"And yet you have lost her,—lost her, perhaps, beyond all redemption. Oh Harry, brother Harry, were you but enough in your senses to understand me!"
"I am, sister, I am," cried Falconer; and indeed the devil, drunkenness, was fast giving place to the devil, fear: "I have been drinking; but I swear to heaven."
"Swear no more: you have done so a dozen times already."
"I have done so, sister; but I swear again, and I call heaven to witness, that if you have spoken the truth, and Catherine be really lost, I will never drink more till I have recovered or revenged her. But for pity's sake, speak; what is the matter?—I am sober now. What has brought you out here in the dark? Where is Catherine? What is the matter?"

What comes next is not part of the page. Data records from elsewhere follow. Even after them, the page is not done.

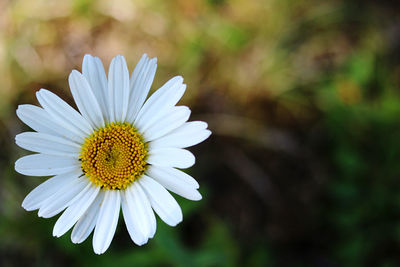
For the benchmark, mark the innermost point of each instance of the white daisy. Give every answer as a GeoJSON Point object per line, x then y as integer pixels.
{"type": "Point", "coordinates": [119, 150]}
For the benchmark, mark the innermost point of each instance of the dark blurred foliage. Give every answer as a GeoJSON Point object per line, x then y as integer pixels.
{"type": "Point", "coordinates": [303, 98]}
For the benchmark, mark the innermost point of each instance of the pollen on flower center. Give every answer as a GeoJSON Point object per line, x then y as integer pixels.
{"type": "Point", "coordinates": [114, 156]}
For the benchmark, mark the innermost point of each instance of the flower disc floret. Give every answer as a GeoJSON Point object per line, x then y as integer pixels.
{"type": "Point", "coordinates": [114, 156]}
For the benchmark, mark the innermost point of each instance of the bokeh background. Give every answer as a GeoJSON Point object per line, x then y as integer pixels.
{"type": "Point", "coordinates": [303, 98]}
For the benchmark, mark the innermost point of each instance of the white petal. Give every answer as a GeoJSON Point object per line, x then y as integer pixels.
{"type": "Point", "coordinates": [85, 99]}
{"type": "Point", "coordinates": [72, 214]}
{"type": "Point", "coordinates": [173, 184]}
{"type": "Point", "coordinates": [93, 70]}
{"type": "Point", "coordinates": [134, 231]}
{"type": "Point", "coordinates": [162, 202]}
{"type": "Point", "coordinates": [173, 173]}
{"type": "Point", "coordinates": [39, 120]}
{"type": "Point", "coordinates": [87, 222]}
{"type": "Point", "coordinates": [189, 134]}
{"type": "Point", "coordinates": [45, 165]}
{"type": "Point", "coordinates": [63, 113]}
{"type": "Point", "coordinates": [47, 144]}
{"type": "Point", "coordinates": [162, 99]}
{"type": "Point", "coordinates": [142, 219]}
{"type": "Point", "coordinates": [118, 88]}
{"type": "Point", "coordinates": [172, 157]}
{"type": "Point", "coordinates": [140, 83]}
{"type": "Point", "coordinates": [45, 190]}
{"type": "Point", "coordinates": [175, 117]}
{"type": "Point", "coordinates": [62, 198]}
{"type": "Point", "coordinates": [107, 221]}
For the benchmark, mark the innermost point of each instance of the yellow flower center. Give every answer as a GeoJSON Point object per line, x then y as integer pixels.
{"type": "Point", "coordinates": [114, 156]}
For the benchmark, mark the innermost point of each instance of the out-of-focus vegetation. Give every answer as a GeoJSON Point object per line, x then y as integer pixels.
{"type": "Point", "coordinates": [303, 100]}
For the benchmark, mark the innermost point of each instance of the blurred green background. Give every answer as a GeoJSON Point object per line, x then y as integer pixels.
{"type": "Point", "coordinates": [303, 98]}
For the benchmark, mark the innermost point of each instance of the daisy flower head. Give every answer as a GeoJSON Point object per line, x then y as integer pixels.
{"type": "Point", "coordinates": [120, 150]}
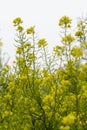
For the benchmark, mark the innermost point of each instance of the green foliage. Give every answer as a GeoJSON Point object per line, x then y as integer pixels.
{"type": "Point", "coordinates": [43, 91]}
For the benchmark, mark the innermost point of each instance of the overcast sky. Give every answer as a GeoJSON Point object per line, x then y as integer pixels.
{"type": "Point", "coordinates": [44, 14]}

"You shall hear," cried Miss Falconer, hurriedly: "perhaps it is not yet too late. You have a rival, brother, a dangerous rival!"
"Oh, gad now, sister! lord, is that all?" exclaimed the young man, bursting into a laugh: "why, you don't think I shall go jealous, because I have a rival? Gad, Harry, you're the most absurd sister in the world.—I wonder what the deuce has become of my hat?—A rival, Hal? One of these village clotpolls! A dozen of 'em, if you like: the more the merrier. I'll invite 'em all to my wedding."
"You are mad!" cried Harriet. "Wedding, indeed! Perhaps you will never be married. What think you of a rival that has her heart?"
"Her heart? Catherine's heart?" exclaimed the gay-brained soldier; "why, it has been mine these two years!"
"And now," said Harriet, "it is another's.—Brother! rouse from your dream of confidence and security. It is as true as that the stars are above us: Catherine Loring loves another."